Methods in S3Pipeline

  • s3_transform(*args, **kwargs): Perform a transformation on data stored in S3, similar to Ruffus transform() but adapted for S3 files.
  • s3_merge(*args, **kwargs): Merge multiple input files into one, allowing the files to be located on S3.
  • s3_split(*args, **kwargs): Split input data into smaller chunks, enabling parallel processing, even when the input resides on S3.
  • s3_originate(*args, **kwargs): Create new files directly in S3.
  • s3_follows(*args, **kwargs): Indicate a dependency on another task, ensuring correct task ordering even for S3 files.

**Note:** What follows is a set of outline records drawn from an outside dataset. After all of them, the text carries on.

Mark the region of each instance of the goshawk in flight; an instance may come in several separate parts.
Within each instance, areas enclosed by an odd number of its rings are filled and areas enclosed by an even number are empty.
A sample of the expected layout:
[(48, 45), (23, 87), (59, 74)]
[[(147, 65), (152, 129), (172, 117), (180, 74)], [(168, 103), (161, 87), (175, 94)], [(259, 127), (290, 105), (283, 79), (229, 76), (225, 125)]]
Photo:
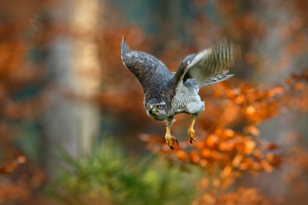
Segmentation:
[(154, 119), (167, 121), (166, 142), (172, 149), (178, 140), (170, 134), (174, 116), (181, 113), (192, 115), (187, 131), (190, 143), (195, 141), (194, 125), (204, 110), (204, 102), (198, 93), (202, 87), (233, 76), (228, 74), (234, 63), (236, 47), (226, 40), (186, 57), (176, 72), (170, 72), (160, 60), (148, 53), (131, 50), (122, 38), (122, 59), (137, 78), (144, 92), (144, 108)]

These methods are intended to be directly equivalent to standard Ruffus methods, allowing pipelines to easily mix and match S3-based and local operations.

Why Use S3Pipeline?

  • Scalable Data Management: Keeps large datasets in the cloud, reducing local storage requirements.
  • Seamless Integration: Provides a drop-in replacement for standard decorators, enabling hybrid workflows involving both local and cloud files.
  • Lazy Loading: Optimised to initialise S3 components only when they are needed, minimising overhead and avoiding unnecessary dependencies.